Thursday, November 28, 2013

Thunder Behemoth


We’ve covered air and sea; now it’s time to tackle divine retribution on land: the thunder behemoth.  At CR 18 and 25 Hit Dice, the thunder model is actually the weakest of the behemoths (fit for only destroying “a single nation or empire,” according to the Bestiary 3), but that’s likely small comfort to the cities in its path.  When you're a god who needs an engine of divine destruction, but a tarrasque would be overkill, a thunder behemoth fits the bill nicely.

As with the other behemoths, I think the illustration in the B3 should be taken as an example, not a given.  Your behemoths might look like Colossal xorns, six-legged lizards (à la “basic” D&D’s frost salamanders) grown to huge proportions, triple-trunked oliphaunts, a kind of styracosaurus/beetle/minotaur, or whatever.  (If there was ever a time to go back and watch Digimon for inspiration, this is probably it.)

“The drow may have fallen,” it is sometimes said, “but ’twas tower elves that gave them a push.”  Ever since then, no tower elf (see the Advanced Race Guide) civilization has been allowed to take root.  While they may inhabit other elven cities as they please, any time they gather in numbers too great or see one of their number crowned, a thunder behemoth inevitably erupts from the earth to ensure their namesake crystal spires fall.
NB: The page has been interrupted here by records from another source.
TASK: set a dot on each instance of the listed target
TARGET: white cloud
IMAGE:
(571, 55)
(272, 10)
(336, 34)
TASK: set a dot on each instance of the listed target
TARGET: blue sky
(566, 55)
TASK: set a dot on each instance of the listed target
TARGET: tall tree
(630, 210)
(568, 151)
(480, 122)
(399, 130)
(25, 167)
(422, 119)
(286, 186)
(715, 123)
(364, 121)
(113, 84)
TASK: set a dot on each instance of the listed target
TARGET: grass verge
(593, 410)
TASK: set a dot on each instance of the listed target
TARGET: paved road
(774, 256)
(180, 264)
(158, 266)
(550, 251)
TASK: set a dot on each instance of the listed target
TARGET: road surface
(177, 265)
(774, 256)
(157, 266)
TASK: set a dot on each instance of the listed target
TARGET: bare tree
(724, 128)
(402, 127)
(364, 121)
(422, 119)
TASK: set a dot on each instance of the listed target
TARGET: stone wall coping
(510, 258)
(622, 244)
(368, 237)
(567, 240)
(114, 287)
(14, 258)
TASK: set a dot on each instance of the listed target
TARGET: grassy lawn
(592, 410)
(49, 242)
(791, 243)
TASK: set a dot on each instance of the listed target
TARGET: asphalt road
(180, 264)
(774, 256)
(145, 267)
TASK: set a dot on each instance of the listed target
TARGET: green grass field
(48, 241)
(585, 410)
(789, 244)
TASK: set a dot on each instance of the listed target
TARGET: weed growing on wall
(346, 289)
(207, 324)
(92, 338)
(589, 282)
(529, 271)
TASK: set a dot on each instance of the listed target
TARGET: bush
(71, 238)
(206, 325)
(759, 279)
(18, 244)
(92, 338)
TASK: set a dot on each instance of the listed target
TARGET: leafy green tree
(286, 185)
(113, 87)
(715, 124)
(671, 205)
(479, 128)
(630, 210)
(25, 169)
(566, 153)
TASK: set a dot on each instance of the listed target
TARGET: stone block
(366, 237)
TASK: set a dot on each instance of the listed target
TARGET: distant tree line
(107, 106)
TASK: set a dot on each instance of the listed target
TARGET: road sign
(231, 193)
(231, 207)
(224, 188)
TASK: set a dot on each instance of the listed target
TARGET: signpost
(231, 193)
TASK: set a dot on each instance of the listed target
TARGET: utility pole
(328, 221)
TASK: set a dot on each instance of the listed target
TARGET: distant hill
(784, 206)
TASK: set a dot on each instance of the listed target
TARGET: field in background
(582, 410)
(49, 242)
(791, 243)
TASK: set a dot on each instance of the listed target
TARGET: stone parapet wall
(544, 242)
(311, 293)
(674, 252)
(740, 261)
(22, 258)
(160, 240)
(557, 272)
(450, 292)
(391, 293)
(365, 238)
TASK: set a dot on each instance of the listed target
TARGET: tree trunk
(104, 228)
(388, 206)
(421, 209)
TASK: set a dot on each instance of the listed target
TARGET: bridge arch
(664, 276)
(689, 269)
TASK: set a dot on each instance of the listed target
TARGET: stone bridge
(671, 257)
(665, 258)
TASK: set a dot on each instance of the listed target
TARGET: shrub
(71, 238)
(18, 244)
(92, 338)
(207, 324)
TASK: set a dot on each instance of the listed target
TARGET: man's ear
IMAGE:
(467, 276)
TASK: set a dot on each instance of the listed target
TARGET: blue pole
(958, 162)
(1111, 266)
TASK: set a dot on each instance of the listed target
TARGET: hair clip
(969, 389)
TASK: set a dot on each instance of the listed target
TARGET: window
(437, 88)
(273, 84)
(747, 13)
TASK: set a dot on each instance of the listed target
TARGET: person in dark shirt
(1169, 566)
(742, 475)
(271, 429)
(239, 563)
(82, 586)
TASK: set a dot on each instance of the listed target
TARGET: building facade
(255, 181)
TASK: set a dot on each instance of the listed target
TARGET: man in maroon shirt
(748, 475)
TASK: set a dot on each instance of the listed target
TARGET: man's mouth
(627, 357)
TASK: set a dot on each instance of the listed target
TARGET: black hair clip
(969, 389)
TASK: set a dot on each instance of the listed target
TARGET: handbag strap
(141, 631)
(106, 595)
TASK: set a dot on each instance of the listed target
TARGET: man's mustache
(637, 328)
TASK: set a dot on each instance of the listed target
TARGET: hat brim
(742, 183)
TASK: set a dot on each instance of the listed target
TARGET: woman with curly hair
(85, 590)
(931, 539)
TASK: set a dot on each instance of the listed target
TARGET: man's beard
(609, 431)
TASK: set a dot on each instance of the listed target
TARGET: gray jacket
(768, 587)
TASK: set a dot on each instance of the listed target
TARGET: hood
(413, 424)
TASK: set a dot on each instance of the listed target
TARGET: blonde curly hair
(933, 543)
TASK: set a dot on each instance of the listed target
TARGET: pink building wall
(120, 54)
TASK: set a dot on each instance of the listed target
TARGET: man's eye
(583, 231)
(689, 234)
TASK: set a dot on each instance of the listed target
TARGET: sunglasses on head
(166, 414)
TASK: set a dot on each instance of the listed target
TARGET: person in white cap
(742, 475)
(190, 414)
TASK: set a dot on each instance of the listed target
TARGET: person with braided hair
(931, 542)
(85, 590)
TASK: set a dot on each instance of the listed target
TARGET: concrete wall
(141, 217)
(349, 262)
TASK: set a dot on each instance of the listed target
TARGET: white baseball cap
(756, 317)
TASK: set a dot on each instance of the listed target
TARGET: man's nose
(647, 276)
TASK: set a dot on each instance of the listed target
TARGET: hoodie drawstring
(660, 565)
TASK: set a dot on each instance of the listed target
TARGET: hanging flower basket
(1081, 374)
Crafting a sword powerful enough to slay a deity’s son was reason enough to punish the Vault of Dolbaddon for their hubris with a thunder behemoth.  And that sword, so desperately needed by adventurers now, is still in one of the behemoth’s five stomachs, encysted where it lodged after being swallowed so long ago.  The behemoth itself has not been seen for a millennium, and is presumed buried deep in the mantle or on another planet entirely.

The Lashkalan Jungle is impenetrable even for skyships—storms cycle through the rainforest year-round, and the trees have been witnessed shooting vines and cannonball-hard seedpods whole cable lengths into the air to bring down flyers.  The one sure path through the jungle is to follow the meandering route of the Ravening That Walks, a tempest behemoth that devours all before it.  Of course, the bristling, pangolin-like dinosaur has been known to double back on its own trail from time to time…

Pathfinder Bestiary 3 39

Edit: Sorry for the lateness of this post.  I know some of you have been awaiting it eagerly.  Original entry: Busy with Thanksgiving.  Post to come tomorrow.  Gobble, gobble!